MinerU 2.0部署
MinerU 2.0使用sglang加速的部署指南 本文介绍了MinerU 2.0基于sglang的两种部署方式。提供了优化的Dockerfile构建方案,通过缓存机制提升构建速度并精简模型下载内容。详细说明了Docker运行命令和docker-compose配置选项,包括GPU设置、端口映射等参数。最后给出了Python测试代码示例,展示如何调用sglang服务进行PDF文档分析处理。部署方案支
·
简介
MinerU 2.0使用sglang加速,与之前差别较大,建议按照官方的Docker镜像的方式启动。
Docker镜像
Dockerfile
这是官方的Dockerfile
# Use the official sglang image
FROM lmsysorg/sglang:v0.4.7-cu124
# install mineru latest
RUN python3 -m pip install -U 'mineru[core]' -i https://mirrors.aliyun.com/pypi/simple --break-system-packages
# Download models and update the configuration file
RUN /bin/bash -c "mineru-models-download -s modelscope -m all"
# Set the entry point to activate the virtual environment and run the command line tool
ENTRYPOINT ["/bin/bash", "-c", "export MINERU_MODEL_SOURCE=local && exec \"$@\"", "--"]
建议使用下面这个Dockerfile,相较于官方的,它增加了缓存(提升下次构建的速度),值下载vlm的模型(官方还会下载pipeline的)。

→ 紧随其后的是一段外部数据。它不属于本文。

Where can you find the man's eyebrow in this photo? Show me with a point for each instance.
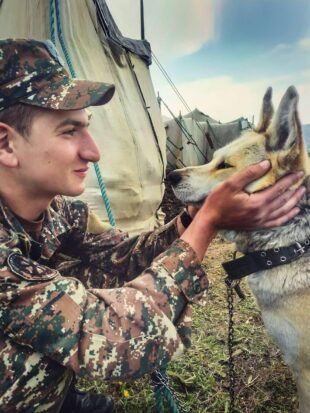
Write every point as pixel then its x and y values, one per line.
pixel 73 122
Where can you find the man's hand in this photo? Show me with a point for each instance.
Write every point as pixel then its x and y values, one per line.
pixel 229 207
pixel 232 208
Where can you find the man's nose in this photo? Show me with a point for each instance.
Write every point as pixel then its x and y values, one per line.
pixel 90 151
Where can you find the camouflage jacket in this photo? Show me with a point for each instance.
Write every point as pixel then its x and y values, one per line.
pixel 88 300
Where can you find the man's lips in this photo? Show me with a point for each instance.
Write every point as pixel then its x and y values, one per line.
pixel 81 171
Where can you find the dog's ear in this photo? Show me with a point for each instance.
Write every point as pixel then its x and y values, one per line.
pixel 285 129
pixel 266 112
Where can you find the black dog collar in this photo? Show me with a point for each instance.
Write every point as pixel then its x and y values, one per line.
pixel 264 260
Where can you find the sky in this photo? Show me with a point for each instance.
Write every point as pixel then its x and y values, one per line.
pixel 223 54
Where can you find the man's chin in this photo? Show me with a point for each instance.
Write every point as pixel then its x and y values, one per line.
pixel 74 192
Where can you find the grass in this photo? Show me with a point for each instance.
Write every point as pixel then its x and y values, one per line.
pixel 199 377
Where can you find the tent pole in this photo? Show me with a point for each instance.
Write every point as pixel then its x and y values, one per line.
pixel 142 19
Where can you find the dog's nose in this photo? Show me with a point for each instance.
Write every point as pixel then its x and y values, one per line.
pixel 173 178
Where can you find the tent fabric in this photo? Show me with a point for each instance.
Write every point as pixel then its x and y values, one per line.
pixel 132 161
pixel 193 138
pixel 141 48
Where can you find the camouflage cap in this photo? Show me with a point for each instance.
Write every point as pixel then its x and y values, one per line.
pixel 31 72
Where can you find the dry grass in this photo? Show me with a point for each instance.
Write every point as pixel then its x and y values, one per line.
pixel 199 377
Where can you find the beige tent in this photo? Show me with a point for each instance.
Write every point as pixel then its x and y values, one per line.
pixel 129 130
pixel 193 138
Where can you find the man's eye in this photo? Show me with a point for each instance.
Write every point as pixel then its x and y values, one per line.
pixel 224 165
pixel 70 132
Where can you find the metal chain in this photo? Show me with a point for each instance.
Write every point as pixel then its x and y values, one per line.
pixel 162 380
pixel 230 343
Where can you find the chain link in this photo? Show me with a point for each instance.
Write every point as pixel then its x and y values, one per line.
pixel 162 380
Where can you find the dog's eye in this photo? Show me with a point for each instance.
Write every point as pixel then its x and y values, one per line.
pixel 223 165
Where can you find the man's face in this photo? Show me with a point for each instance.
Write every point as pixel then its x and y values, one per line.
pixel 54 158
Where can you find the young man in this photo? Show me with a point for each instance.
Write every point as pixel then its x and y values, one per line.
pixel 77 298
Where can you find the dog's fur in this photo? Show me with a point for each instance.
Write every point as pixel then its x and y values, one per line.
pixel 283 293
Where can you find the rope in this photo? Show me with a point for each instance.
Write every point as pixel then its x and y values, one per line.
pixel 177 92
pixel 183 128
pixel 54 6
pixel 160 392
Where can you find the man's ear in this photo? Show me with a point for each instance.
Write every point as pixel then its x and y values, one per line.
pixel 7 154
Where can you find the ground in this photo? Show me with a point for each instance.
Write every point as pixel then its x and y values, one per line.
pixel 199 378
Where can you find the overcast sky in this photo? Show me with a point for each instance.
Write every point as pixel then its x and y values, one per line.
pixel 223 54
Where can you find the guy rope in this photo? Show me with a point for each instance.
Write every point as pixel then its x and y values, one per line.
pixel 159 377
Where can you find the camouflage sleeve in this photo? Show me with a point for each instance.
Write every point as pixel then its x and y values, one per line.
pixel 118 257
pixel 102 333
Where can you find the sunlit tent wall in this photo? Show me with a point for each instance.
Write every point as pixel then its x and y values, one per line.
pixel 193 138
pixel 129 130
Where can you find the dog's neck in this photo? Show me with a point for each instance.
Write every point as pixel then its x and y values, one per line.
pixel 298 229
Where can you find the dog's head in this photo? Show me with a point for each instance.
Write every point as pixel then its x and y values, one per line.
pixel 277 138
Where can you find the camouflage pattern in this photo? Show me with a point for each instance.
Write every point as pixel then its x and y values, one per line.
pixel 87 300
pixel 31 72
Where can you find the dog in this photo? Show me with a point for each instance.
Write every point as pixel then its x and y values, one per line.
pixel 282 291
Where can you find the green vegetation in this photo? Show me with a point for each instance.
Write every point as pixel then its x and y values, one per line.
pixel 199 377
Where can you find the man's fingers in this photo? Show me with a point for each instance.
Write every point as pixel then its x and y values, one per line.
pixel 249 174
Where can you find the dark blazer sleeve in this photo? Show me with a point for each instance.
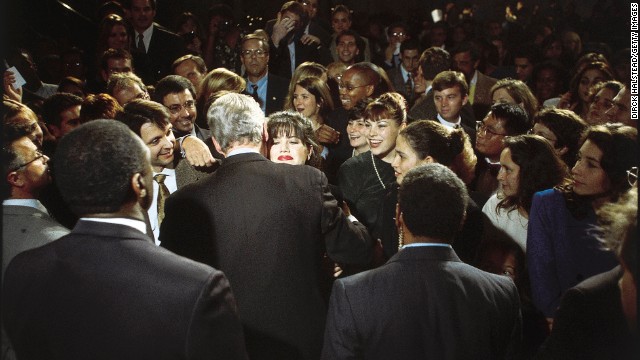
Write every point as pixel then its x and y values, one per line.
pixel 346 242
pixel 340 335
pixel 215 330
pixel 186 227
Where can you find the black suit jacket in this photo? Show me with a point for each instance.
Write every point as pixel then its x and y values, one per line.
pixel 424 303
pixel 165 47
pixel 590 323
pixel 106 292
pixel 277 89
pixel 267 225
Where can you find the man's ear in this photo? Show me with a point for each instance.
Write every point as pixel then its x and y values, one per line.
pixel 54 130
pixel 138 186
pixel 370 89
pixel 14 179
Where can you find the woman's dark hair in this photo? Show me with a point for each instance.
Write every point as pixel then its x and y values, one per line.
pixel 567 127
pixel 619 146
pixel 389 105
pixel 540 169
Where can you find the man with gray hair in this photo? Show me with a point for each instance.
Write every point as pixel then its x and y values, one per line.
pixel 267 226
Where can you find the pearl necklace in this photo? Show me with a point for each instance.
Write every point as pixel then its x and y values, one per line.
pixel 377 173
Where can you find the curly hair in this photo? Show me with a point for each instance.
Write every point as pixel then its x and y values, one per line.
pixel 567 127
pixel 540 169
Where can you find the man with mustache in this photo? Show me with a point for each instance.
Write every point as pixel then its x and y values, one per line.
pixel 268 89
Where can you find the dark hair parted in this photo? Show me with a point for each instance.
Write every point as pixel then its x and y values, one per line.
pixel 375 76
pixel 567 127
pixel 290 123
pixel 433 61
pixel 172 84
pixel 430 138
pixel 432 201
pixel 139 112
pixel 389 105
pixel 540 169
pixel 99 106
pixel 448 79
pixel 619 147
pixel 514 119
pixel 520 93
pixel 94 165
pixel 56 104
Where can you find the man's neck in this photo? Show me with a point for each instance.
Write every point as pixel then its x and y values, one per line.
pixel 255 79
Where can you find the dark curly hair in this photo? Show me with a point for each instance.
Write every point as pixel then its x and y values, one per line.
pixel 540 169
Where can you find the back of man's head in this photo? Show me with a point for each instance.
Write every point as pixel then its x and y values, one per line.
pixel 433 61
pixel 54 105
pixel 432 201
pixel 514 119
pixel 139 112
pixel 172 84
pixel 236 118
pixel 94 165
pixel 449 79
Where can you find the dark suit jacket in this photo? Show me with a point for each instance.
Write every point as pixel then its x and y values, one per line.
pixel 106 292
pixel 277 89
pixel 267 225
pixel 280 61
pixel 165 47
pixel 590 323
pixel 424 303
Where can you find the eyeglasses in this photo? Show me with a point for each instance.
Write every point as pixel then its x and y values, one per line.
pixel 532 132
pixel 177 108
pixel 257 52
pixel 349 87
pixel 39 155
pixel 632 176
pixel 483 130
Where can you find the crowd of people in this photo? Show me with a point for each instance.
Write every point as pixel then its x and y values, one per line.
pixel 317 188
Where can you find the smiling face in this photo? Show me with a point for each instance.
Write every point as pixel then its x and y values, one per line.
pixel 182 119
pixel 406 159
pixel 289 150
pixel 601 102
pixel 587 80
pixel 502 95
pixel 449 103
pixel 589 178
pixel 382 138
pixel 509 174
pixel 118 37
pixel 353 88
pixel 142 14
pixel 347 49
pixel 489 141
pixel 254 63
pixel 340 22
pixel 189 70
pixel 160 142
pixel 305 102
pixel 358 135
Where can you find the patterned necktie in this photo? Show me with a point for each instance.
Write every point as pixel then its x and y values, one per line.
pixel 255 94
pixel 163 194
pixel 141 43
pixel 408 88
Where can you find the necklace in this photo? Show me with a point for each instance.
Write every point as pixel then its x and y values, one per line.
pixel 377 173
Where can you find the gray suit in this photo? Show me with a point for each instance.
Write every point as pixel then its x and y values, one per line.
pixel 424 303
pixel 24 228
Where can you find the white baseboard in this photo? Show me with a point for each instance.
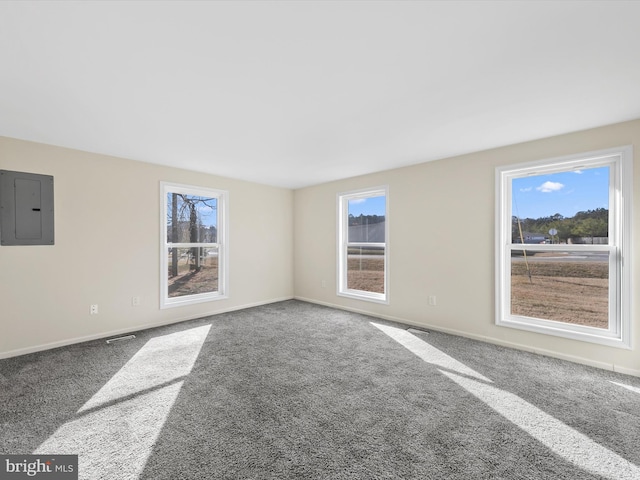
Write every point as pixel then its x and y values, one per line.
pixel 137 328
pixel 482 338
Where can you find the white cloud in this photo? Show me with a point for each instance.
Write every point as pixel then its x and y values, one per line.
pixel 547 187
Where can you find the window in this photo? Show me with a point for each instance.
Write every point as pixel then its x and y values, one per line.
pixel 362 244
pixel 194 245
pixel 563 247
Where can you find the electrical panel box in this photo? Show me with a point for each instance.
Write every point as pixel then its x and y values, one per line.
pixel 26 209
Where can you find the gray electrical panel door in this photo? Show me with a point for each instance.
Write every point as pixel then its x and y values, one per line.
pixel 26 209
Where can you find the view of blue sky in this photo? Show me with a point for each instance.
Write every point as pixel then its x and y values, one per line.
pixel 367 206
pixel 565 193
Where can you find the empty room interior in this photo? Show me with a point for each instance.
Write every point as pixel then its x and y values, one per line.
pixel 342 240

# Use the official sglang image
FROM lmsysorg/sglang:v0.4.7-cu124
# install mineru latest
RUN --mount=type=cache,id=mineru_cache,target=/root/.cache,sharing=locked \
python3 -m pip install -U 'mineru[core]' -i https://mirrors.aliyun.com/pypi/simple --break-system-packages
# Download models and update the configuration file
RUN --mount=type=cache,id=mineru_cache,target=/root/.cache,sharing=locked \
mineru-models-download -s modelscope -m vlm && \
cp -r /root/.cache/modelscope /tmp/modelscope
RUN mkdir -p /root/.cache && \
mv /tmp/modelscope /root/.cache/modelscope
# Set the entry point to activate the virtual environment and run the command line tool
ENTRYPOINT ["/bin/bash", "-c", "export MINERU_MODEL_SOURCE=local && exec \"$@\"", "--"]
构建Docker镜像
docker build -t mineru-sglang:latest -f Dockerfile .
启动
Docker
# --gpus all
docker run -e MINERU_MODEL_SOURCE=local --gpus '"device=0,1"' \
--shm-size 100g \
-p 80:80 \
--ipc=host \
mineru-sglang:latest \
mineru-sglang-server --host 0.0.0.0 --port 80 --enable-torch-compile --tp 2
Docker compose
services:
mineru-sglang:
image: mineru-sglang:latest
container_name: mineru-sglang
restart: always
ports:
- 30000:30000
environment:
MINERU_MODEL_SOURCE: local
entrypoint: mineru-sglang-server
command:
--host 0.0.0.0
--port 80
# --enable-torch-compile # You can also enable torch.compile to accelerate inference speed by approximately 15%
# --dp 2 # If you have more than two GPUs with 24GB VRAM or above, you can use sglang's multi-GPU parallel mode to increase throughput
# --tp 2 # If you have two GPUs with 12GB or 16GB VRAM, you can use the Tensor Parallel (TP) mode
# --mem-fraction-static 0.7 # If you have two GPUs with 11GB VRAM, in addition to Tensor Parallel mode, you need to reduce the KV cache size
ulimits:
memlock: -1
stack: 67108864
ipc: host
healthcheck:
test: ["CMD-SHELL", "curl -f http://localhost:30000/health || exit 1"]
deploy:
resources:
reservations:
devices:
- driver: nvidia
device_ids: ["0"]
capabilities: [gpu]
测试
"""
pip install -U mineru -i https://mirrors.aliyun.com/pypi/simple
"""
import json
import os
import time
from mineru.backend.vlm.vlm_analyze import doc_analyze as vlm_doc_analyze
from mineru.backend.vlm.vlm_middle_json_mkcontent import union_make as vlm_union_make
from mineru.cli.common import convert_pdf_bytes_to_bytes_by_pypdfium2, prepare_env
from mineru.data.data_reader_writer import FileBasedDataWriter
from mineru.utils.enum_class import MakeMode
def process_pdf(
file_path:str,
):
output_dir = 'output'
server_url = 'http://<mineru_sglang_ip>:<port>'
f_make_md_mode = MakeMode.MM_MD
f_dump_md = True
f_dump_content_list = True
f_dump_middle_json = True
f_dump_model_output = True
start = time.time()
parts = os.path.splitext(os.path.basename(file_path))
pdf_file_name = parts[0]
with open(file_path, 'rb') as f:
pdf_bytes = f.read()
pdf_bytes = convert_pdf_bytes_to_bytes_by_pypdfium2(pdf_bytes, 0, None)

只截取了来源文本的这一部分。